Well, it think the problem is not with the "non-constantness". All $[m]$ are non-constant if $m \neq 0$. Silverman $(4.2a)$. The problem I see in your statement is that you need $[m]$ to be separable (not $\phi$).
Silverman Corollary 4.11:
Let $\phi:E_1 \rightarrow E_2$, $\psi:E_1 \rightarrow E_3$ be non-constant isogenies, and assume $\phi$ is separable. If $\text{Ker}(\phi) \subseteq \text{Ker}(\psi)$ then there exists a unique isogeny $\lambda$ s.t. $\psi = \lambda \circ \phi$.

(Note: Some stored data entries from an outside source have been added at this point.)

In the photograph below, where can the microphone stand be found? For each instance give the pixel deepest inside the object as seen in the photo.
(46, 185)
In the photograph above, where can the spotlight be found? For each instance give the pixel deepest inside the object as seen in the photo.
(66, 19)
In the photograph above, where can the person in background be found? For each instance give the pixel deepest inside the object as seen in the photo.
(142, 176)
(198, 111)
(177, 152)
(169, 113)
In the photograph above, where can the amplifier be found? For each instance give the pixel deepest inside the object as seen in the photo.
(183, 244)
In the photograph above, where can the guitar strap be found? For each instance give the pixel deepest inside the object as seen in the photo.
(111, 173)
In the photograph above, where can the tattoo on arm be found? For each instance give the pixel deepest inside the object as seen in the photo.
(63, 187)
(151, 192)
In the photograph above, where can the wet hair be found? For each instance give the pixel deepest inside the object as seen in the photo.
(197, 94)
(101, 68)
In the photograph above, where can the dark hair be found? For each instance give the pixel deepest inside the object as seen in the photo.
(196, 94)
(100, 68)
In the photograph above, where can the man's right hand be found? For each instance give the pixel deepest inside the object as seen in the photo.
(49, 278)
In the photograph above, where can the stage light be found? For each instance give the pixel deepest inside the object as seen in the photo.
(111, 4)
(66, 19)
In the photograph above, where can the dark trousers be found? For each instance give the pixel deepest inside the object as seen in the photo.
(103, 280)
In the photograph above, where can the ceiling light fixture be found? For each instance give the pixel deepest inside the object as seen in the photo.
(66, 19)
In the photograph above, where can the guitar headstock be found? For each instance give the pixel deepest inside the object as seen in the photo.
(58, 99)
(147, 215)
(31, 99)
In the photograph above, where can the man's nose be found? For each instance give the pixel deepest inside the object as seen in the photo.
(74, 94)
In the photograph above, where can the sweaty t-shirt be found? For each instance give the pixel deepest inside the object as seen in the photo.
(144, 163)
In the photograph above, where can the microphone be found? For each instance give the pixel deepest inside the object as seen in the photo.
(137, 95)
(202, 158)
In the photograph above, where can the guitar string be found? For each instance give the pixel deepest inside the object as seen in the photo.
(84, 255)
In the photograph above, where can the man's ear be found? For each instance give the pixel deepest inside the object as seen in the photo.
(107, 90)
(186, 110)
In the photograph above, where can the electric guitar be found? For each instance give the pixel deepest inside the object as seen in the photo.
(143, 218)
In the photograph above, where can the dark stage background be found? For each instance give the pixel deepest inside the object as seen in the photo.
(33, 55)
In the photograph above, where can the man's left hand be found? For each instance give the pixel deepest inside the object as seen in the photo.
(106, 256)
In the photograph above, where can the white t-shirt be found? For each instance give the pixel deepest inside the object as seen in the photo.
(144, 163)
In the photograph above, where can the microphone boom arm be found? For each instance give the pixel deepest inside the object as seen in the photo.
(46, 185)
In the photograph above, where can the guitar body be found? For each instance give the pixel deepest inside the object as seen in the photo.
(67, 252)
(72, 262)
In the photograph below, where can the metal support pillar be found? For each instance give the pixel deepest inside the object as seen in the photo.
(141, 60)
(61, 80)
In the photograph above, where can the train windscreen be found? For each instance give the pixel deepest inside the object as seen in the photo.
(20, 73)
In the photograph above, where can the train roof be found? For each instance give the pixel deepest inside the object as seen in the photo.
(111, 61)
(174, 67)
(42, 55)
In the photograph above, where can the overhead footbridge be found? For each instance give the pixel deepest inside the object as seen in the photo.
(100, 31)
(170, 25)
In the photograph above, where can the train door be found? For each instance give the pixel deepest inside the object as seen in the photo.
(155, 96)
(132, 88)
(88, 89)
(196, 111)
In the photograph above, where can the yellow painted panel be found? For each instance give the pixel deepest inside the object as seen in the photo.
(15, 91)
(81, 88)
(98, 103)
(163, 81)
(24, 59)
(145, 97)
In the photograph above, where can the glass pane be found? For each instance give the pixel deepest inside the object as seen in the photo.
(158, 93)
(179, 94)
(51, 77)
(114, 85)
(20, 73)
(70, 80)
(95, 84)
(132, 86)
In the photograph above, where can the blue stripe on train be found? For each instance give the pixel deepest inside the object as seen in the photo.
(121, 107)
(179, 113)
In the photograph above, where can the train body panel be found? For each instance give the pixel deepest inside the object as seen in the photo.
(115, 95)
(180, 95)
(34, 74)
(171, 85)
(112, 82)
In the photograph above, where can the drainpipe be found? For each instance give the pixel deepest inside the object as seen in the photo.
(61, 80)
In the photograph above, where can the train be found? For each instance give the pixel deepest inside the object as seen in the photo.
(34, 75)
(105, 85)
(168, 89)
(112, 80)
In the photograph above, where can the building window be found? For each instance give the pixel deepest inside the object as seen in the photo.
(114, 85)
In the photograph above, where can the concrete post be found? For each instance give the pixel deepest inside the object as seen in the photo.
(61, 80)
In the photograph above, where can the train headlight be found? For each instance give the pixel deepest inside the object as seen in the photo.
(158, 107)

In your case, $\phi(E_1[m]) = \mathcal{O}$ means that $E_1[m] = \text{Ker}([m])\subseteq \text{Ker}(\phi)$. Which is different from the theorem where the $\phi$ kernel is the subset and $\phi$ is separable.
$[m]$ is separable always if char$(K)=0$. If $K$ is a finite field of characteristic $p$ ($K$ is the field over which the isogenies/curves are defined) then by Silverman Corollary $5.5$ $[m]$ is separable if and only if $p$ does not divide $m$.
Therefore, if $[m]$ is separable, then by the theorem we get $\phi = \lambda \circ [m] = [m] \circ \lambda$ ($[m]$ "commutes" because $\lambda$ is an isogeny but technically those are different endomorphisms over diff. curves).
Not sure what to do if $p$ divides $m$. I guess then $\phi$ (separable) cannot be equal to $[m] \circ \lambda$ since $[m]$ is not separable.